The campaign opens in January 1981 as CIA operatives named Adler, Mason, and Woods are in Turkey, hunting down terrorists named Qasim Javadi and Arash Kadivar for the roles in the real Iran hostage crisis. The writers of “Black Ops Cold War” set the tone in terms of violence in the opening mission, giving you the option to decide how brutal you want to be as you’re interrogating a suspect on a rooftop. You have the option to bring him in or throw him off the roof, and the choice makes almost no difference to what unfolds after that. These games very rarely display anything that could be called morality in the broader sense, which makes the choices presented in the campaign this time a bit surprising. They are uber-patriotic explosions of action—stories of illegal military operations not only sanctioned by the United States but orchestrated by them.
So, yes, it’s under orders from Reagan himself that your agent, nicknamed “Bell,” investigates the identity of a man named Perseus, a terrorist leader who was behind the hostage crisis and may have his hands on a nuclear weapon. The story then flashes back to Vietnam in 1968 before moving to East Berlin, a Russian training facility, and even KGB headquarters. The gameplay consists mostly traditional shooting from cover, but there are elements that break that tedium, including optional objectives to find evidence in missions that then open two side missions. Honestly, I liked the investigative and optional aspects introduced into a traditionally straightforward campaign and wished there was more of it. However, these game really come to life in their most extreme events like a runway chase and crash that would make the producers of “Fast and the Furious” jealous and a rooftop showdown in Cuba that includes raining down gunfire from helicopters. Again, subtlety is not the motto here. In a year without blockbusters, it feels like a game that can finally give people that larger-than-life feeling we’re missing in 2020.
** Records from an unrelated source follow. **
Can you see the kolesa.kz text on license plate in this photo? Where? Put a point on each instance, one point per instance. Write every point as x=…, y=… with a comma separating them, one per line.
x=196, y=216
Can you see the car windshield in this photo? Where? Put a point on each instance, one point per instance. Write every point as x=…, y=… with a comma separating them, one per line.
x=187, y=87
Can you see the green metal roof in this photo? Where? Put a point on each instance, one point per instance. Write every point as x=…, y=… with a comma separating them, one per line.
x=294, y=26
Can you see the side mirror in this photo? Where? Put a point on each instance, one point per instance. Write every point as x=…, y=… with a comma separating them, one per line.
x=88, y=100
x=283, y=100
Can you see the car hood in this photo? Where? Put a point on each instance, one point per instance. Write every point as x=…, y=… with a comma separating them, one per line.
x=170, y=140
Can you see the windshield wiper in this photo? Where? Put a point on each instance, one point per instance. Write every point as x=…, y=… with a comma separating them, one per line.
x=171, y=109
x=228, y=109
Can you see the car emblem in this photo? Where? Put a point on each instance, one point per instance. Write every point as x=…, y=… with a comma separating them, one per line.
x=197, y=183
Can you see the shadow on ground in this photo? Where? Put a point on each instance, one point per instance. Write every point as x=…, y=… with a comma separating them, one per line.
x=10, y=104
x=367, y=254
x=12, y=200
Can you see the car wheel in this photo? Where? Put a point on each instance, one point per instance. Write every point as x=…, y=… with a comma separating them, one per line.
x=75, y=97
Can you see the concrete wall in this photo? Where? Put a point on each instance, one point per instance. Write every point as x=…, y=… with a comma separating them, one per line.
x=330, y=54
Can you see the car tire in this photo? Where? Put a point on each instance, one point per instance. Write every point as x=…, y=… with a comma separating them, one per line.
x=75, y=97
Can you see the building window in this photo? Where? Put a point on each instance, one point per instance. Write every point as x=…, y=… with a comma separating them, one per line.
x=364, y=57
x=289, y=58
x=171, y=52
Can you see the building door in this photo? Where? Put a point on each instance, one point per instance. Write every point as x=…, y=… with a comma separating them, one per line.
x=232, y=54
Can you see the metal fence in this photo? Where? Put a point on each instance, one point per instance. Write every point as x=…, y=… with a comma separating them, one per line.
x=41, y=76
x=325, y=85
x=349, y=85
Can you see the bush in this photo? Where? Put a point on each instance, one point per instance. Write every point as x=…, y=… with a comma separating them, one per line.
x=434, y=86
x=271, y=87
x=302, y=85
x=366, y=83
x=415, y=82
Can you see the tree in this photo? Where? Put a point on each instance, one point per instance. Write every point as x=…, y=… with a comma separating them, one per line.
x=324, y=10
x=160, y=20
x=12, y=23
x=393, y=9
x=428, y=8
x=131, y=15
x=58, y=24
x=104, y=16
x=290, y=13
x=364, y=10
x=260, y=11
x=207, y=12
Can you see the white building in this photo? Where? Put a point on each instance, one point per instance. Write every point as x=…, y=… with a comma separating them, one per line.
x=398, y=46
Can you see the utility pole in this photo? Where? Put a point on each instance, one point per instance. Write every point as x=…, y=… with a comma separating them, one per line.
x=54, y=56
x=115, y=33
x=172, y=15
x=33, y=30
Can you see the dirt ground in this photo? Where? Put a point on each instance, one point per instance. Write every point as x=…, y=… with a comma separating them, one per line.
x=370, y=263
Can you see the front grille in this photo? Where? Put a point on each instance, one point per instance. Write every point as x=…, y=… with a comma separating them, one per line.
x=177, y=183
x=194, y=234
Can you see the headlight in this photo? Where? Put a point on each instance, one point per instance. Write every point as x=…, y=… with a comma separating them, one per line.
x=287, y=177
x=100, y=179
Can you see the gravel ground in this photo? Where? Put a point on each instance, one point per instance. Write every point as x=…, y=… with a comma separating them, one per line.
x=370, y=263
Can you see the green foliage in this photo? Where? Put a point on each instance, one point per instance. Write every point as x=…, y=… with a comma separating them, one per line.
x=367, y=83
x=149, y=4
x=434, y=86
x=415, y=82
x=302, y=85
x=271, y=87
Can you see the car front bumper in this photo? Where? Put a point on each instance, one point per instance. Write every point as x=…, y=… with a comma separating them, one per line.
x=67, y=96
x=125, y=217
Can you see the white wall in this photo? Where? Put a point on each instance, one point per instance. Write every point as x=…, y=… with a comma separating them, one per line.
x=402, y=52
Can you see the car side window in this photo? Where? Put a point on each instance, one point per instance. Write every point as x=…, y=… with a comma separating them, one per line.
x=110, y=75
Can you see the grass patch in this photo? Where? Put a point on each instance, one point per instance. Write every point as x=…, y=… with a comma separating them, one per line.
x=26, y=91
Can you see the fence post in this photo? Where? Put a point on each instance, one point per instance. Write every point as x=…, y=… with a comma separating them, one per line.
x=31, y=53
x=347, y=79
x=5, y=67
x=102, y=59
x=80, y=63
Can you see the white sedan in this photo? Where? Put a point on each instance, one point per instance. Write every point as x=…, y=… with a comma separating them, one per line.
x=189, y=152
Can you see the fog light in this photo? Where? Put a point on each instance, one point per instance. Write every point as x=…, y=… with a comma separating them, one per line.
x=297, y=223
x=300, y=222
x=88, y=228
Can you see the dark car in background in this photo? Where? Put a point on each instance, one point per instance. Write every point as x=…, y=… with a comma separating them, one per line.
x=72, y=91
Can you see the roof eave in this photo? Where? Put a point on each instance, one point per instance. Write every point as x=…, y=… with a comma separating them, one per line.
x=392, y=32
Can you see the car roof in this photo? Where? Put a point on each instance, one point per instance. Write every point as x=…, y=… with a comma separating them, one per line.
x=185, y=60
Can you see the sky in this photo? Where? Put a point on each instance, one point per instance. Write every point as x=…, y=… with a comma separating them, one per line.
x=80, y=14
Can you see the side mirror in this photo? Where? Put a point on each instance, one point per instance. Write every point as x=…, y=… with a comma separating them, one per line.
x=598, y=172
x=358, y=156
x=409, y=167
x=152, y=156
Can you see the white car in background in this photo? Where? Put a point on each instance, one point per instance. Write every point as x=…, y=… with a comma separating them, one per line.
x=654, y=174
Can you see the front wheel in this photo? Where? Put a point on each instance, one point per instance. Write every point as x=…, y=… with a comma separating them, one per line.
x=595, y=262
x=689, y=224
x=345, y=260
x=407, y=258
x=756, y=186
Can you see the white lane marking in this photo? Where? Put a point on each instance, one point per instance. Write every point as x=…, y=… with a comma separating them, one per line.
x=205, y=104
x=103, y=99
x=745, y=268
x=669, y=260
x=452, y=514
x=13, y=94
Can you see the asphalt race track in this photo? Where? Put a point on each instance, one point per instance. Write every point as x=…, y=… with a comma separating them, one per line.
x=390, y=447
They’re designed to shock and awe, something that’s even more powerful with the strength of the PS5 on a 4K TV. Not only is this the best-looking “Call of Duty” game to date on the next-gen console, but the new haptic triggers on the PS5 controllers add another element to the gameplay. Aiming down the sights with the L2 trigger and shooting with the R2 trigger can feel differently depending on the weapon and situation. It takes some getting used to, especially in the non-stop gunfire situations of multiplayer, but it adds a fun layer to a franchise that can feel repetitive.